问题
I have programmed a multi-layer neural network but I'm getting an error while feeding my dimension into it. I'm getting a Value Error.
Here is The Code:
import pandas as pd
import tensorflow as tf
import matplotlib.pyplot as plt
import numpy as np
from sklearn import datasets
from sklearn import metrics
from sklearn import model_selection
from sklearn import preprocessing
# In[207]:
df =pd.read_csv("train_data.csv")
# In[252]:
target = df["target"]
feat=df.drop(['target','connection_id'],axis=1)
target[189]
# In[209]:
len(feature.columns)
# In[210]:
logs_path="Server_attack"
# In[211]:
#Hyperparameters
batch_size=100
learning_rate=0.5
training_epochs=10
# In[244]:
X=tf.placeholder(tf.float32,[None,41])
Y_=tf.placeholder(tf.float32,[None,3])
lr=tf.placeholder(tf.float32)
# In[245]:
#5Layer Neural Network
L=200
M=100
N=60
O=30
# In[257]:
#Weights and Biases
W1=tf.Variable(tf.truncated_normal([41,L],stddev=0.1))
B1=tf.Variable(tf.ones([L]))
W2=tf.Variable(tf.truncated_normal([L,M],stddev=0.1))
B2=tf.Variable(tf.ones([M]))
W3=tf.Variable(tf.truncated_normal([M,N],stddev=0.1))
B3=tf.Variable(tf.ones([N]))
W4=tf.Variable(tf.truncated_normal([N,O],stddev=0.1))
B4=tf.Variable(tf.ones([O]))
W5=tf.Variable(tf.truncated_normal([O,3],stddev=0.1))
B5=tf.Variable(tf.ones([3]))
# In[247]:
Y1=tf.nn.relu(tf.matmul(X,W1)+B1)
Y2=tf.nn.relu(tf.matmul(Y1,W2)+B2)
Y3=tf.nn.relu(tf.matmul(Y2,W3)+B3)
Y4=tf.nn.relu(tf.matmul(Y3,W4)+B4)
Ylogits=tf.nn.relu(tf.matmul(Y4,W5)+B5)
Y=tf.nn.softmax(Ylogits)
# In[216]:
cross_entropy = tf.nn.softmax_cross_entropy_with_logits(logits=Ylogits,labels=Y_)
cross_entropy = tf.reduce_mean(cross_entropy)
# In[217]:
correct_prediction=tf.equal(tf.argmax(Y,1),tf.argmax(Y_,1))
accuracy=tf.reduce_mean(tf.cast(correct_prediction,tf.float32))
# In[218]:
train_step=tf.train.AdamOptimizer(learning_rate).minimize(cross_entropy)
# In[219]:
#TensorBoard Parameters
tf.summary.scalar("cost",cross_entropy)
tf.summary.scalar("accuracy",accuracy)
summary_op=tf.summary.merge_all()
# In[220]:
init = tf.global_variables_initializer()
sess=tf.Session()
sess.run(init)
# In[253]:
with tf.Session() as sess:
sess.run(init)
writer = tf.summary.FileWriter(logs_path,graph=tf.get_default_graph())
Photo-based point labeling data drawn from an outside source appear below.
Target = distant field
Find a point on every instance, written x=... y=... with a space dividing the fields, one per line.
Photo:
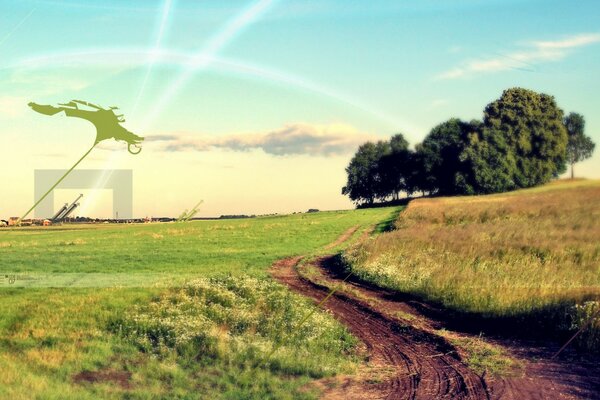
x=206 y=339
x=523 y=253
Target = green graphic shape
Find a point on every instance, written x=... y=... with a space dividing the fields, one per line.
x=187 y=215
x=107 y=123
x=108 y=126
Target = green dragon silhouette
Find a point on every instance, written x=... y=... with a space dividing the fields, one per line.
x=107 y=123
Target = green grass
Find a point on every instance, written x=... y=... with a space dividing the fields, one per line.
x=49 y=336
x=528 y=256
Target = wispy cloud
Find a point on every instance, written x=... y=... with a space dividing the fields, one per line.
x=292 y=139
x=534 y=53
x=13 y=106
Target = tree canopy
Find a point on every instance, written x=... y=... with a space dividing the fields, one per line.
x=523 y=140
x=579 y=146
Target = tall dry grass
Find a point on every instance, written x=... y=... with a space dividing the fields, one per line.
x=497 y=255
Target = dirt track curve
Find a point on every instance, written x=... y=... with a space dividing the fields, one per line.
x=408 y=359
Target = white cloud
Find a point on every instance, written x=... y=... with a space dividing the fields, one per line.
x=11 y=106
x=537 y=52
x=291 y=139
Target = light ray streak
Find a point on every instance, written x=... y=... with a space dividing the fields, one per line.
x=13 y=30
x=166 y=10
x=132 y=56
x=107 y=172
x=203 y=59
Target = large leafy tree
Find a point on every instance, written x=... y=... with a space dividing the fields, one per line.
x=365 y=183
x=395 y=168
x=445 y=168
x=579 y=147
x=528 y=130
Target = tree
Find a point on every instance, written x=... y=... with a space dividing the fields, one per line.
x=364 y=181
x=579 y=146
x=528 y=130
x=441 y=156
x=394 y=168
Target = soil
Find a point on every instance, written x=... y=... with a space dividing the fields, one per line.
x=407 y=359
x=121 y=378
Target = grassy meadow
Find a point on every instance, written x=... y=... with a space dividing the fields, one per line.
x=531 y=254
x=202 y=334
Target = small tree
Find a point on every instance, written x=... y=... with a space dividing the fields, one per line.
x=364 y=181
x=446 y=170
x=395 y=167
x=579 y=147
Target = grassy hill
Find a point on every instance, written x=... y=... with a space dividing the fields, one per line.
x=166 y=310
x=529 y=255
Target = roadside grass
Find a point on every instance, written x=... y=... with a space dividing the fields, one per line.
x=527 y=256
x=65 y=342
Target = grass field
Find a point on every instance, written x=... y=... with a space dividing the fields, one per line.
x=530 y=254
x=205 y=335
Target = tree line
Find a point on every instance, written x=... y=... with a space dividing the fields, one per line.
x=523 y=140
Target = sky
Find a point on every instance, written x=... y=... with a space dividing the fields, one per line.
x=257 y=106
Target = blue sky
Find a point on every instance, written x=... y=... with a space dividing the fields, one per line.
x=272 y=92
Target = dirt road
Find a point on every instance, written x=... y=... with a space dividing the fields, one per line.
x=408 y=360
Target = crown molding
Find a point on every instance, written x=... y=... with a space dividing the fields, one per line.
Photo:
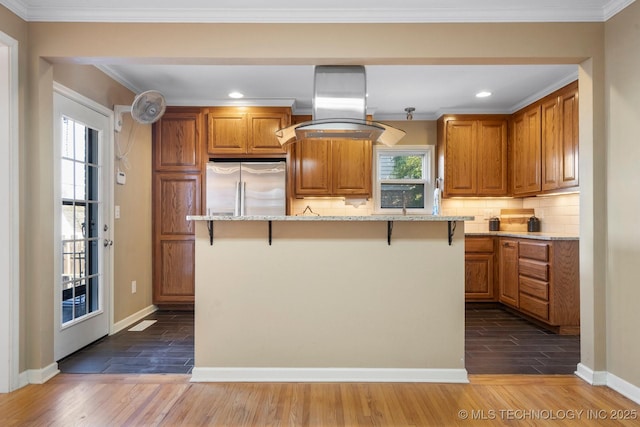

for epoch in range(training_epochs):
batch_count=int(len(feature)/batch_size)
for i in range(batch_count):
batch_x,batch_y=feature.iloc[i, :].values.tolist(),target[i]
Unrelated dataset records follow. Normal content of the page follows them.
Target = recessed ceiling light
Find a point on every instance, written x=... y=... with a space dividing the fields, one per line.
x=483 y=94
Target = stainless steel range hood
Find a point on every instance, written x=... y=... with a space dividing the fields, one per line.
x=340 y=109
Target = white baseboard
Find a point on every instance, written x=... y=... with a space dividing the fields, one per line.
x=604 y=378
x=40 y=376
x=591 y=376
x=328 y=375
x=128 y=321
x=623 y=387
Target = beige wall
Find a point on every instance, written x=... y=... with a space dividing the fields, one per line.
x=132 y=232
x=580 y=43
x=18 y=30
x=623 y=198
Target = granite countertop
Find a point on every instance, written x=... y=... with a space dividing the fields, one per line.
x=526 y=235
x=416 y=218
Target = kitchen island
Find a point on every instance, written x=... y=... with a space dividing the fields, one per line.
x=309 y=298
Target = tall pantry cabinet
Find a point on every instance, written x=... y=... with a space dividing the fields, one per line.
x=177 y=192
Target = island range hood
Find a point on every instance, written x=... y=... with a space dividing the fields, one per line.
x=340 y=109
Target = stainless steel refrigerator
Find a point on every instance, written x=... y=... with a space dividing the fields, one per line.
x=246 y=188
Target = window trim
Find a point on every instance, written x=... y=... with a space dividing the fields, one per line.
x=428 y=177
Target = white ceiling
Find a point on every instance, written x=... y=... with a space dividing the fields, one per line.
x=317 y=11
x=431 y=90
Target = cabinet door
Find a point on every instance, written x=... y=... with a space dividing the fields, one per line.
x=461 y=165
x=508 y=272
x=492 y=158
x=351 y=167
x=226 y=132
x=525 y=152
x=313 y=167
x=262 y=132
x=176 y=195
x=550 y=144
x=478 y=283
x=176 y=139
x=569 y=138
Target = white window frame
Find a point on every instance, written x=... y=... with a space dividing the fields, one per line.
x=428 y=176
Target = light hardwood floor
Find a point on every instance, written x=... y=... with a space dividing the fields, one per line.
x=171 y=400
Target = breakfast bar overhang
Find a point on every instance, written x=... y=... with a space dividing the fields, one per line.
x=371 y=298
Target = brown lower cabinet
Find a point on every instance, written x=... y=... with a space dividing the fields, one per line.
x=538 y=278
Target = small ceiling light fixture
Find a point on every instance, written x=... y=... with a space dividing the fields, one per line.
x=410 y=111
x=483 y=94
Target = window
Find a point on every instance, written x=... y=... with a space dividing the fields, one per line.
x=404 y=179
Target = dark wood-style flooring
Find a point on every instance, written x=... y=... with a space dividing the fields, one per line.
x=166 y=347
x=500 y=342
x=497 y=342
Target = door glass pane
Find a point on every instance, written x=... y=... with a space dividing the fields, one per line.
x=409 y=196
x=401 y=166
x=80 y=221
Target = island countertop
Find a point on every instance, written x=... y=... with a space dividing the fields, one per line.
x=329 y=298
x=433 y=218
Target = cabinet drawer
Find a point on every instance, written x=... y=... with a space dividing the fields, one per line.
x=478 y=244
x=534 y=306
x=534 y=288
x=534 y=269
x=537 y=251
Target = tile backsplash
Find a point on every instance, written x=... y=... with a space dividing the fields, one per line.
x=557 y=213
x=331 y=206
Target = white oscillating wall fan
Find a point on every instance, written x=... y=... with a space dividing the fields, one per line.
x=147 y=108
_,summary = sess.run([train_step,summary_op],
{X:batch_x,Y:batch_y,learning_rate:0.001}
)
I'm getting the following error:
ValueError: Cannot feed value of shape (41,) for Tensor 'Placeholder_24:0', which has shape '(?, 41)'
I need to reshape I guess.
回答1:
You're right, you just have to reshape your input values in order to make them compatible with the placeholder's shape.
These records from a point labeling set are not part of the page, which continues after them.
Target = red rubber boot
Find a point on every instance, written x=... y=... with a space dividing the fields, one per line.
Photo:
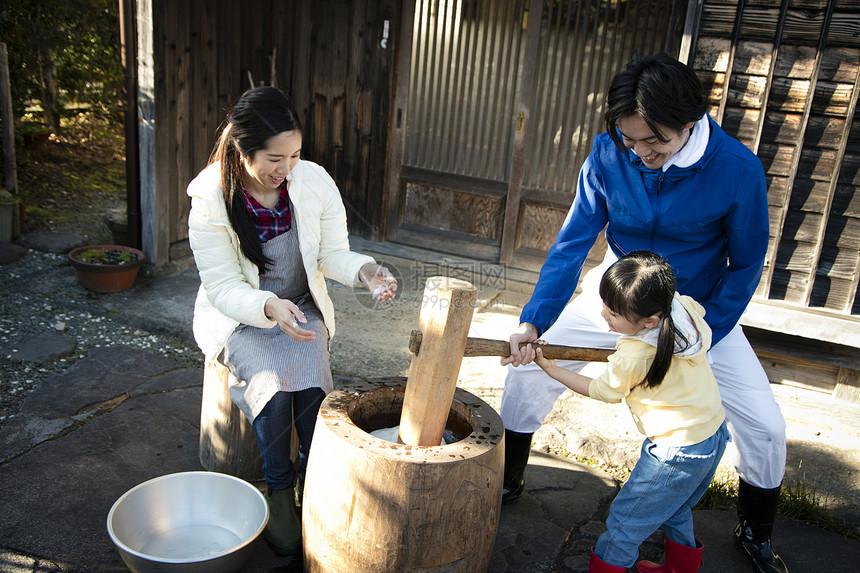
x=679 y=559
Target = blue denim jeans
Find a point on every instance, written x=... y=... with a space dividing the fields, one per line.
x=660 y=494
x=273 y=427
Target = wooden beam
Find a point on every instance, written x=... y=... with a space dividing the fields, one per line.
x=796 y=153
x=687 y=52
x=831 y=191
x=394 y=199
x=524 y=105
x=146 y=104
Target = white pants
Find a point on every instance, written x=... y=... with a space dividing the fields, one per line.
x=754 y=418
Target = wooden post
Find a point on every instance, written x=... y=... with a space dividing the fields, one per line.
x=446 y=313
x=6 y=118
x=227 y=442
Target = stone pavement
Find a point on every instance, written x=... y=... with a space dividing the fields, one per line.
x=122 y=415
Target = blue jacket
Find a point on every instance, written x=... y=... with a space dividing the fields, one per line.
x=709 y=220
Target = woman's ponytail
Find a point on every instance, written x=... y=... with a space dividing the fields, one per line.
x=259 y=114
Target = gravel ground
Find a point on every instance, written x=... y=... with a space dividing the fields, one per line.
x=40 y=294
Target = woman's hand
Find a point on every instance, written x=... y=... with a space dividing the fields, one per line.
x=378 y=280
x=526 y=332
x=288 y=316
x=544 y=363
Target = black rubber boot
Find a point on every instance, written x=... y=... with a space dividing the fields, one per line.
x=756 y=514
x=283 y=532
x=517 y=448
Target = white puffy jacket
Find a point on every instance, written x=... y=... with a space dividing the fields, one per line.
x=229 y=292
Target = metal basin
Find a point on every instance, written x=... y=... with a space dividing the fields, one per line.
x=188 y=522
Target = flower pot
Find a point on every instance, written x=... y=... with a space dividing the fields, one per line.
x=99 y=277
x=35 y=135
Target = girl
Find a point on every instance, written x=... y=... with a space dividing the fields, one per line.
x=660 y=368
x=664 y=177
x=266 y=229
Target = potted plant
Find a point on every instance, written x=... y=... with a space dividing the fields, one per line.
x=106 y=268
x=34 y=134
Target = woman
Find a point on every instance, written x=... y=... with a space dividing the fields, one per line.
x=664 y=178
x=266 y=229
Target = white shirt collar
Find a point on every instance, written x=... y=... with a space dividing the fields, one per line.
x=694 y=148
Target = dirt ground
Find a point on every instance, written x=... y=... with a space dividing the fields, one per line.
x=76 y=180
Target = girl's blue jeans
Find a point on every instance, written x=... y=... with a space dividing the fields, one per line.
x=273 y=430
x=660 y=494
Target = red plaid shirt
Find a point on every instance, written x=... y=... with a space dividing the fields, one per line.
x=270 y=222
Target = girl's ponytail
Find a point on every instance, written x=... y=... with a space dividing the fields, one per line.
x=642 y=284
x=665 y=350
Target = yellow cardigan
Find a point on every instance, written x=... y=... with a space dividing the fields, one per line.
x=686 y=407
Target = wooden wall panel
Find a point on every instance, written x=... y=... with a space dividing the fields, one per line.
x=449 y=210
x=799 y=114
x=542 y=224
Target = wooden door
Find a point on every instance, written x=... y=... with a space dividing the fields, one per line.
x=496 y=105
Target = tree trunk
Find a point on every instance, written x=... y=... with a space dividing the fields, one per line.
x=50 y=95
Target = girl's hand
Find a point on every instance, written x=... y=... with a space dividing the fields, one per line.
x=526 y=332
x=378 y=280
x=544 y=363
x=288 y=316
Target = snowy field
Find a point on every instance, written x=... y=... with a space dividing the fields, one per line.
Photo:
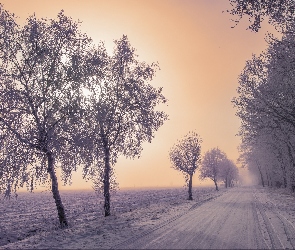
x=30 y=221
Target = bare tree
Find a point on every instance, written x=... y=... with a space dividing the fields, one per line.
x=185 y=157
x=39 y=94
x=265 y=105
x=211 y=165
x=120 y=111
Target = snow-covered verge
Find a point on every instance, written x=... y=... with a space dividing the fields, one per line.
x=276 y=216
x=30 y=221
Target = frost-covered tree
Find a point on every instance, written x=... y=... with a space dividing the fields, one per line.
x=280 y=13
x=265 y=105
x=185 y=157
x=120 y=111
x=39 y=95
x=211 y=165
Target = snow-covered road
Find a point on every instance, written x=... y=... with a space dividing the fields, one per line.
x=240 y=218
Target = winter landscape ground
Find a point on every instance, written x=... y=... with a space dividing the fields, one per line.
x=239 y=217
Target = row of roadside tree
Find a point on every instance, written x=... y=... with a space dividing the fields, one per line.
x=185 y=157
x=266 y=95
x=65 y=102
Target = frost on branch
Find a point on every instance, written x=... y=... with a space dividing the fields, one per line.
x=39 y=99
x=185 y=157
x=119 y=113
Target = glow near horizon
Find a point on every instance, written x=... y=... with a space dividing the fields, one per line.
x=200 y=57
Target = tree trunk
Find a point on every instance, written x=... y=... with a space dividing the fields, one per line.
x=190 y=186
x=106 y=182
x=216 y=187
x=54 y=188
x=261 y=176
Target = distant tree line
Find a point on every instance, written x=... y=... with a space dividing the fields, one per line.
x=65 y=102
x=266 y=96
x=265 y=105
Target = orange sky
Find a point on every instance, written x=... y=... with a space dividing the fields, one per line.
x=200 y=57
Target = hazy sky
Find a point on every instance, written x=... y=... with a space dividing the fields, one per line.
x=200 y=57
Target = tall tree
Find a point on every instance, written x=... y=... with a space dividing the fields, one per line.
x=185 y=157
x=212 y=164
x=280 y=13
x=121 y=111
x=229 y=172
x=39 y=94
x=265 y=104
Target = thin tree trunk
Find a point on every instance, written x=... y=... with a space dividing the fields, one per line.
x=106 y=182
x=54 y=188
x=216 y=186
x=261 y=176
x=190 y=186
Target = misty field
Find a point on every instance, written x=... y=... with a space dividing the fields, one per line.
x=31 y=221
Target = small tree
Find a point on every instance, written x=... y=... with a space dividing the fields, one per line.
x=120 y=111
x=185 y=157
x=211 y=165
x=229 y=172
x=39 y=95
x=280 y=13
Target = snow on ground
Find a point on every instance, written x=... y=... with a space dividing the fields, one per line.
x=30 y=221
Your placeholder has shape (?,41) that means any batch size, with 41 values. Your input is, instead, with a shape of 41.
It's clear that the batch dimension is missing. Just add a 1 dimension to your input and you'll be fine:
batch_x = np.expand_dims(np.array(feature.iloc[i, :].values.tolist()), axis=0)
Note that probably you have to add a 1 dimension to your batch_y variable too. (for the same reason described above)
回答2:
Your data format is incompatible with the placeholder defined as
X=tf.placeholder(tf.float32,[None,41])
It is probably easier to reformat your data which you feed during training/evaluation. I don't see where you import it but you are going to need to either reshape or swap axes so that it has format (index, 41) and not (41, index)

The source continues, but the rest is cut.